Search code examples
mongodbmongodb-.net-driverchangestream

Can MongoDB Change Events be considered unique?


Description

I am utilizing the MongoDb change stream (C# MongoDB.Driver v2.12.0) to track changes on a single collection. In an experimental use case the collection stores information about execution of threads.

A thread has two properties:

  • Status - RUNNING, BLOCKED or COMPLETED
  • BlockedCount - number of blocking threads

During its execution, a thread can spawn children threads and be blocked until all of the children are not completed. Whenever a children thread completes its execution, it updates the database by decrementing the BlockedCount of the parent. Once the BlockedCount drops to 0, the parent thread should continue its execution.

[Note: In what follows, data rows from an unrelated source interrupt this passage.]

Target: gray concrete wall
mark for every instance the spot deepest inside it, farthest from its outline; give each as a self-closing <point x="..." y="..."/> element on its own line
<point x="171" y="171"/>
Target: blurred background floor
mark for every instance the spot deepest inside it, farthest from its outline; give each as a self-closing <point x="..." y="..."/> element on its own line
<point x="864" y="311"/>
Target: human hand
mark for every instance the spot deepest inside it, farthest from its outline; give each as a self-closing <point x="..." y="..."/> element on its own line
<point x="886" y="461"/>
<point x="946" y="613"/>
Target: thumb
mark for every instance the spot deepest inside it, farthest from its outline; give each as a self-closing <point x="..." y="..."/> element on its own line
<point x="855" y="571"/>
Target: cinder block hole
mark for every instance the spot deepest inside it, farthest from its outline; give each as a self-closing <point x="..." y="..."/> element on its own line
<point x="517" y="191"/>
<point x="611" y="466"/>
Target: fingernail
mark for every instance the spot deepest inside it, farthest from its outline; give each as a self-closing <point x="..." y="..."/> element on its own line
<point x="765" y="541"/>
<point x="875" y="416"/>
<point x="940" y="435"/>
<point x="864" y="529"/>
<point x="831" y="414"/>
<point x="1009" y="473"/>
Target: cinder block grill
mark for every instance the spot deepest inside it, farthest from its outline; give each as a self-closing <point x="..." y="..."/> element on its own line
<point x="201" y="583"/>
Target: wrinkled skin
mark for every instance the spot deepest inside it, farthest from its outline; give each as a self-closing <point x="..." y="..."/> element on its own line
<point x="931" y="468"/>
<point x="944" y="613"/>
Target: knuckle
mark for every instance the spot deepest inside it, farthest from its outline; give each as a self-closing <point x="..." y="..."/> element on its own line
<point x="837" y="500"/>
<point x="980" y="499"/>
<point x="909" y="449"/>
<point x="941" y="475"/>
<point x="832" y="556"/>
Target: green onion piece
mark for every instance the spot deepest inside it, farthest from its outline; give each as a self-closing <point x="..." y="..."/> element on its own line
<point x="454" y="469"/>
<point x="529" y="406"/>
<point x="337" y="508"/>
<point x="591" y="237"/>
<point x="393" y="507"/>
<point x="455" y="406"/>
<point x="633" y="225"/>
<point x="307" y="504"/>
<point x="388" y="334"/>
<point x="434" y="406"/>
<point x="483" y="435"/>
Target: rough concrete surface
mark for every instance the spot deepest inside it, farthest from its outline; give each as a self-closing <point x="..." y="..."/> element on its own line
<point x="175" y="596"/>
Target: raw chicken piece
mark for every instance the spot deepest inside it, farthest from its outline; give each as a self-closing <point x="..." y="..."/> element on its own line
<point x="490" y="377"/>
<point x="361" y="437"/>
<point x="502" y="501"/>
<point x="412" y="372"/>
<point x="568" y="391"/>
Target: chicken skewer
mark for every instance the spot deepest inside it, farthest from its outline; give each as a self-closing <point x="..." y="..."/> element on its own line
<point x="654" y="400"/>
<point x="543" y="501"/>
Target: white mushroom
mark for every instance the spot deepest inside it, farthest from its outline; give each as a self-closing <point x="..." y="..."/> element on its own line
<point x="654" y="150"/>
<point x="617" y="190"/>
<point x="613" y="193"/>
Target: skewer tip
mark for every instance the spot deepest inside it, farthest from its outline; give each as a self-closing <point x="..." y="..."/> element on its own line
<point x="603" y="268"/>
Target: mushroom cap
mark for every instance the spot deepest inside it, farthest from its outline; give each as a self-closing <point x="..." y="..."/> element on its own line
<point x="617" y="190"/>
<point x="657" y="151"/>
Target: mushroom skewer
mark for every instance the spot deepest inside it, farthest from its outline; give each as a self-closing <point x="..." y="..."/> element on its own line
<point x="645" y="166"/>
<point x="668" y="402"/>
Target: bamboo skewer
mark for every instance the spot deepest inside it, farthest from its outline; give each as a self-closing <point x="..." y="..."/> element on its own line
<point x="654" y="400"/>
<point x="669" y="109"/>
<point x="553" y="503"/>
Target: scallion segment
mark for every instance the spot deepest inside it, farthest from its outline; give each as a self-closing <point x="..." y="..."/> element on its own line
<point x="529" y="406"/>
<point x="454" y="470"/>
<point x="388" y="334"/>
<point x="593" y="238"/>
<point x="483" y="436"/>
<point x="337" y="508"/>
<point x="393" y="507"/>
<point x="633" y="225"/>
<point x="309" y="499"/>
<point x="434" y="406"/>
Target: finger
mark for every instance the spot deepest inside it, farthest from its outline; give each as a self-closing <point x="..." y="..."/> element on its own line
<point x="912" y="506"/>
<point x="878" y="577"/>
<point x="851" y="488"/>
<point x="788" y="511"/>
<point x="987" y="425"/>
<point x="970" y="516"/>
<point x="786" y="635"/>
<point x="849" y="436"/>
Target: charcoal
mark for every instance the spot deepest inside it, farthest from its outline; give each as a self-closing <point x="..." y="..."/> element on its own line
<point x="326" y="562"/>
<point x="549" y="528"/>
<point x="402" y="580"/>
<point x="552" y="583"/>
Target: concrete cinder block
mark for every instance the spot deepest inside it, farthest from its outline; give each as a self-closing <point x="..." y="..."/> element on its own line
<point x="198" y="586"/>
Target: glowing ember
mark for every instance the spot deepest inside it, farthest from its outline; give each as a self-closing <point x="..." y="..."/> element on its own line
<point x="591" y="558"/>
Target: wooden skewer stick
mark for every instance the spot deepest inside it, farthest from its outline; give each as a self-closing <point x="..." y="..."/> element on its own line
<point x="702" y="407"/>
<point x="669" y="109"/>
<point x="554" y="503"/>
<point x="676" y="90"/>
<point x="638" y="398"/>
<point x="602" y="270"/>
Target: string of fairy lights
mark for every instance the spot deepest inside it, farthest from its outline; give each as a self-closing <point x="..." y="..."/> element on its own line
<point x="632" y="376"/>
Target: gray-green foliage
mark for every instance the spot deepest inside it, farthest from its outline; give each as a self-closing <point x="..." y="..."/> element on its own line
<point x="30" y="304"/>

Code for subscribing to change stream:

var pipeline = new EmptyPipelineDefinition<ChangeStreamDocument<T>>()
                    .Match(change => change.OperationType == ChangeStreamOperationType.Insert ||
                                     change.OperationType == ChangeStreamOperationType.Update ||
                                     change.OperationType == ChangeStreamOperationType.Replace)
                    .AppendStage<ChangeStreamDocument<T>, ChangeStreamDocument<T>, ChangeStreamOutputWrapper<T>>(
                                     "{ $project: { '_id': 1, 'fullDocument': 1, 'ns': 1, 'documentKey': 1 }}");

var options = new ChangeStreamOptions
{
    FullDocument = ChangeStreamFullDocumentOption.UpdateLookup
};

using (var cursor = await coll.WatchAsync(pipeline, options, cancellationToken))
{
    await cursor.ForEachAsync(async change =>
    {
        // await some handler routine
    }, cancellationToken);
}

Issue

What I have noticed is that the change events can be different even if the update operations are exactly the same. To better explain this, here is an example:

There is 1 parent thread and 3 children threads completing their execution, there are two different behaviors observed:

  • 3 distinct update events for the parent thread:

    • "Status" : "BLOCKED", "BlockedCount" : 2
    • "Status" : "BLOCKED", "BlockedCount" : 1
    • "Status" : "BLOCKED", "BlockedCount" : 0
  • 3 identical update events for the parent thread:

    • "Status" : "BLOCKED", "BlockedCount" : 0
    • "Status" : "BLOCKED", "BlockedCount" : 0
    • "Status" : "BLOCKED", "BlockedCount" : 0

Questions

  1. Is this considered a normal behavior?
  2. Is there some kind of configuration that would prevent this, and fire only the 'latest' update?

Solution

  • Yes, that is the expected behavior. The documentation (link) states, that:

    The fullDocument document represents the most current majority-committed version of the updated document. The fullDocument document may vary from the document at the time of the update operation depending on the number of interleaving majority-committed operations that occur between the update operation and the document lookup.

    And as far as I know, there's no way to overcome nor adjust this behavior. However, what you can do, is to read updateDescription directly, manually tracking the changes. It's not going to be complex if the BlockedCount is only being set (i.e., not removed and re-added later).